Ausgehend von einem GdB von 20 für die Wirbelsäulenbeschwerden wird der GdB durch die Taubheit rechts um 10 auf 30 erhöht. Eine weitere Erhöhung durch die somatoforme Störung vom Typ Fibromyalgie ist nicht gerechtfertigt, denn insofern findet sich eine wesentliche Überschneidung. Beide Behinderungen drücken sich im Wesentlichen in Schmerzen in der LWS und Kopfschmerzen aus, die teilweise in die Arme ausstrahlen. Eine erneute Berücksichtigung durch eine weitere Erhöhung des Gesamt-GdB ist insofern nicht gerechtfertigt und würde zu einer Doppelbewertung der Schmerzen führen.
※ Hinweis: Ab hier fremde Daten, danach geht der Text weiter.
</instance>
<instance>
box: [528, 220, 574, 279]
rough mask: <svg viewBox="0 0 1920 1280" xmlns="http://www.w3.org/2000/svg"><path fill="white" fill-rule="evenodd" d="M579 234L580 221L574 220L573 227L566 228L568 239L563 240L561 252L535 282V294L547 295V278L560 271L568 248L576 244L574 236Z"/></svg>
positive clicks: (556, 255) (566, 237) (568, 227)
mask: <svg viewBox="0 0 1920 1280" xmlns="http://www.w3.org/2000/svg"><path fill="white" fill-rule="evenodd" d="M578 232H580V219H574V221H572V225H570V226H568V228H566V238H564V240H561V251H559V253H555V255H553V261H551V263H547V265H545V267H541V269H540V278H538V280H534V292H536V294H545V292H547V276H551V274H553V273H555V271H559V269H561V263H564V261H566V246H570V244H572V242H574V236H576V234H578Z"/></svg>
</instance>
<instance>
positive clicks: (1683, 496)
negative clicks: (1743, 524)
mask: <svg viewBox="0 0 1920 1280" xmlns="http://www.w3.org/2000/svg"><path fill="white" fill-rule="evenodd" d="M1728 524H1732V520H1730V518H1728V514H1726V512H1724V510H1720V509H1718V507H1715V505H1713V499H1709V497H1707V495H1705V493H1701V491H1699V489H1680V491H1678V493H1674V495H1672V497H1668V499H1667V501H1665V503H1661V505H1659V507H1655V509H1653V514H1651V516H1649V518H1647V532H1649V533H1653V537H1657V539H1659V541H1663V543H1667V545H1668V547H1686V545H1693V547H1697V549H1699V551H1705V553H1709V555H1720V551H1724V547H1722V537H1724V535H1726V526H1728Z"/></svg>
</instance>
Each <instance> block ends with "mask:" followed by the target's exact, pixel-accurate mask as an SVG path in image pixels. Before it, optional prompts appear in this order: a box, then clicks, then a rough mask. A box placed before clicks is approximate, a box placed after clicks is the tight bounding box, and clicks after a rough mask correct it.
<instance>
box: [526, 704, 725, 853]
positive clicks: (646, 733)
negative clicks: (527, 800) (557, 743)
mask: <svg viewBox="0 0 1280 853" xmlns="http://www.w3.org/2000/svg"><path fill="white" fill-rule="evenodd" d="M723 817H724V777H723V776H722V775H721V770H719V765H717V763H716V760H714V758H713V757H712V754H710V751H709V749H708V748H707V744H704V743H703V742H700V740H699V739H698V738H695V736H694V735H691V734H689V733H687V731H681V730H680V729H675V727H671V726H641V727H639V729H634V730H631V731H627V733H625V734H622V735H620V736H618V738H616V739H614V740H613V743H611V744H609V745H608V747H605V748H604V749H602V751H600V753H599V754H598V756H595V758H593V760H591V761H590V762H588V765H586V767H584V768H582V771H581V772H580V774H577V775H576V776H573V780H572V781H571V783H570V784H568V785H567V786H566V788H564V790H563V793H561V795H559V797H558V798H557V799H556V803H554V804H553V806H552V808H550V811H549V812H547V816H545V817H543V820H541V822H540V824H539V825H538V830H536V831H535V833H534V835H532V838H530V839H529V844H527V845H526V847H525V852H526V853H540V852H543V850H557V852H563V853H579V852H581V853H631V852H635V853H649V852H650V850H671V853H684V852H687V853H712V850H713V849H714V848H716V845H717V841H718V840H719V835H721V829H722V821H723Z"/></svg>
Auch die mit einem GdB von 10 zu berücksichtigenden Beschwerden in den Armen rechtfertigen keine weitere Erhöhung des GdB auf 40 oder gar 50, denn diese Beschwerden und die Wirbelsäulenbeschwerden wirken sich nicht in außergewöhnlicher Weise erhöhend aufeinander aus.
Die Berufung war deshalb zurückzuweisen.
Die Entscheidung über die Kosten beruht auf § 193 SGG.
Gründe für die Zulassung der Revision bestehen nicht.